JUVE Steuermarkt: Was hat sich im Vergleich zum Referentenentwurf im Juli geändert?
Roland Graf: Ein wichtiges Thema ist dazugekommen: die Photovoltaikanlagen. Das ist schon besonders für Privatpersonen interessant, denn alles, was mit Einnahmen aus Photovoltaikanlagen zusammenhängt, ist nun von der Ertragsteuer befreit – von der Eigenentnahme bis zum Weiterverkauf von erzeugtem Strom. Zusätzlich ist vorgesehen, dass auch keine Umsatzsteuer anfallen soll auf alles, was zur Errichtung (insbesondere Lieferung und Installation) einer Photovoltaikanlage notwendig ist.

Gelten diese Regelungen auch für Unternehmen?
Es ist vor allem für Privatpersonen interessant, denn diese Regelungen sind an gewisse Kapazitäten gekoppelt. Die Nennleistungen der Anlagen, für welche die neuen Regeln gelten, ist begrenzt. Die ganz großen industriellen Photovoltaikanlagen fallen daher nicht darunter. Aber dies ist schon einmal ein Schritt in die richtige Richtung. Gerade wegen der Energieknappheit hat der Gesetzgeber hier reagiert, aber auch der Verwaltungsaufwand für den privaten Betreiber und den Fiskus reduziert sich.

Wie beurteilen Sie den Regierungsentwurf nun im Vergleich zum Referentenentwurf? 
Der Referentenentwurf hat mich maßlos enttäuscht. Der Regierungsentwurf ist ein Stück besser geworden, auch wenn man das parallele Inflationsausgleichsgesetz mit einbezieht. Damit wird die kalte Progression tatsächlich etwas abgemildert. Zusammen mit der Förderung von Photovoltaikanlagen ist man dem Steuerpflichtigen daher schon noch einmal ein Stück entgegengekommen – im Vergleich zum Stand im Juli.

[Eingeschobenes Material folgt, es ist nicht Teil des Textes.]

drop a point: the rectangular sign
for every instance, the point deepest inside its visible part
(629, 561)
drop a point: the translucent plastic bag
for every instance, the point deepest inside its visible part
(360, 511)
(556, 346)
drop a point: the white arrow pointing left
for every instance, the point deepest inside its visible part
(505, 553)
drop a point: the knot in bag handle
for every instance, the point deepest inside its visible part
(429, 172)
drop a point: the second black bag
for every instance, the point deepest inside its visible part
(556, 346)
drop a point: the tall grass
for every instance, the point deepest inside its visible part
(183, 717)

Was haben eigentlich die deutschen Unternehmen von dem Jahressteuergesetz?
Das ist eine gute Frage. Also ich kann in dieser Hinsicht bislang nichts erkennen. Das Inflationsausgleichsgesetz und das Jahressteuergesetz geben für Unternehmen noch nicht allzu viel her. Ich weiß aber nicht, welche Gesetze noch geplant sind – vor allem in Bezug auf die diskutierte Energiepreisbremse, von der dann wohl auch Unternehmen profitieren könnten. Allerdings war ich auch beim Inflationsausgleichsgesetz überrascht, dass die Abmilderung der kalten Progression dann am Ende in ein gesondertes Gesetz gegossen wurde.

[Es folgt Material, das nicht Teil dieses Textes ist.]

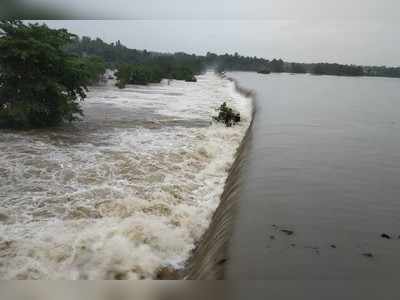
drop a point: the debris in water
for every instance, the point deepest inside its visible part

Wie könnte der Gesetzgeber Unternehmen auch außerhalb des Jahressteuergesetzes steuerlich unterstützen?
Der Gesetzgeber könnte Investitionsanreize schaffen. Steuerlich ließe sich dies zum Beispiel über Änderungen bei der AfA, also der Absetzung für Abnutzung, auf neu angeschaffte – energiesparende – Wirtschaftsgüter bewerkstelligen. Im Hinblick auf neue Wohngebäude enthält das Jahressteuergesetz auch eine entsprechende Maßnahme: Der lineare AfA-Satz für neue Wohngebäude soll von 2 Prozent auf 3 Prozent angehoben werden. Aus dem Ansatz des höheren pauschalen AfA-Satzes resultiert eine kürzere Abschreibungsdauer von 33 Jahren.

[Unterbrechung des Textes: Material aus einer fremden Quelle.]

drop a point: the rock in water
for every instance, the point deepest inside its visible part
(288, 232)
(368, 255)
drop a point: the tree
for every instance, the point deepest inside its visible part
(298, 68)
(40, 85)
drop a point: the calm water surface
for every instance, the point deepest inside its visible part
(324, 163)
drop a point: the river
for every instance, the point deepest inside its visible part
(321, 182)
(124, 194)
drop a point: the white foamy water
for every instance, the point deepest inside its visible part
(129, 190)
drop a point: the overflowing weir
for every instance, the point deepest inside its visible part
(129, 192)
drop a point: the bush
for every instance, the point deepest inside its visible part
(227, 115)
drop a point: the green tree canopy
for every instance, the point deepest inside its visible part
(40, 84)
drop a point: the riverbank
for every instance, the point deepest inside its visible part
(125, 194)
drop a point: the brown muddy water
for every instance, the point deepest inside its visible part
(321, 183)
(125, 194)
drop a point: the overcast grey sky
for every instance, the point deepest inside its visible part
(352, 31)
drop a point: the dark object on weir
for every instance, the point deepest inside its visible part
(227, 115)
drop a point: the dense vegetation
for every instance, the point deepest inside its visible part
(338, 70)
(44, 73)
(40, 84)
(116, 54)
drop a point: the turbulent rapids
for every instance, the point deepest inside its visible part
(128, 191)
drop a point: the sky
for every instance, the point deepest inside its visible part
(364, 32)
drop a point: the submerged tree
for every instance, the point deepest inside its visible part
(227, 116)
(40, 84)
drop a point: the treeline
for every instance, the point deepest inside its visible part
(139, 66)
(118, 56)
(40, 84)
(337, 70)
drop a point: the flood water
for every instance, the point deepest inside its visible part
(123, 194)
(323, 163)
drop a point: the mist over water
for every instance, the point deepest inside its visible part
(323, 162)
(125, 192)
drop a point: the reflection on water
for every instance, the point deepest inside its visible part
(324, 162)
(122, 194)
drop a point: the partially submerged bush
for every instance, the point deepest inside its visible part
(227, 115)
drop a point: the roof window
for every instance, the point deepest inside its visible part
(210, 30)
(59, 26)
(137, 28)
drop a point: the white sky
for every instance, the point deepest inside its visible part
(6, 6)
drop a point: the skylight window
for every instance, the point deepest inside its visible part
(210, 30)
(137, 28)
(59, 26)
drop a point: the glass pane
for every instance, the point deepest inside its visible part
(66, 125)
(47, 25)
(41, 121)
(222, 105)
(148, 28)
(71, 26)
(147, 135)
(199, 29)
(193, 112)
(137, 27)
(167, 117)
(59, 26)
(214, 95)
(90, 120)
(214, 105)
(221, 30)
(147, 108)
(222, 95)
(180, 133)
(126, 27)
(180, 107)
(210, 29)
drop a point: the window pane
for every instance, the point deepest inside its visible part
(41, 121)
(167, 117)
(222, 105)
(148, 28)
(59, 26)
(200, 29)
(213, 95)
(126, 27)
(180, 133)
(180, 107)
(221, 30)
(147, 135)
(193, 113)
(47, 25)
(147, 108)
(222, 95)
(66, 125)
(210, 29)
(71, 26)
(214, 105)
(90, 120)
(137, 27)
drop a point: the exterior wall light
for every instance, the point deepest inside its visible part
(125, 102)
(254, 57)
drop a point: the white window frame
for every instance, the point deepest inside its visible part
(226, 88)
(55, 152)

Und Ihr Gesamteindruck vom Gesetz?
Es enthält viele einzelne Änderungen zu Regelungen, die schon lange – vor allem die Finanzverwaltung – stören. Diese sind jetzt geglättet worden. Aber in der Begründung für das Gesetz steht auch, dass man etwas in Richtung Digitalisierung und Verfahrensvereinfachung machen wolle. Das ist natürlich eine große Ankündigung. Wenn man die Begründung und die aktuellen Inhalte vergleicht, dann muss man schon sagen: Das ist ein bisschen wenig.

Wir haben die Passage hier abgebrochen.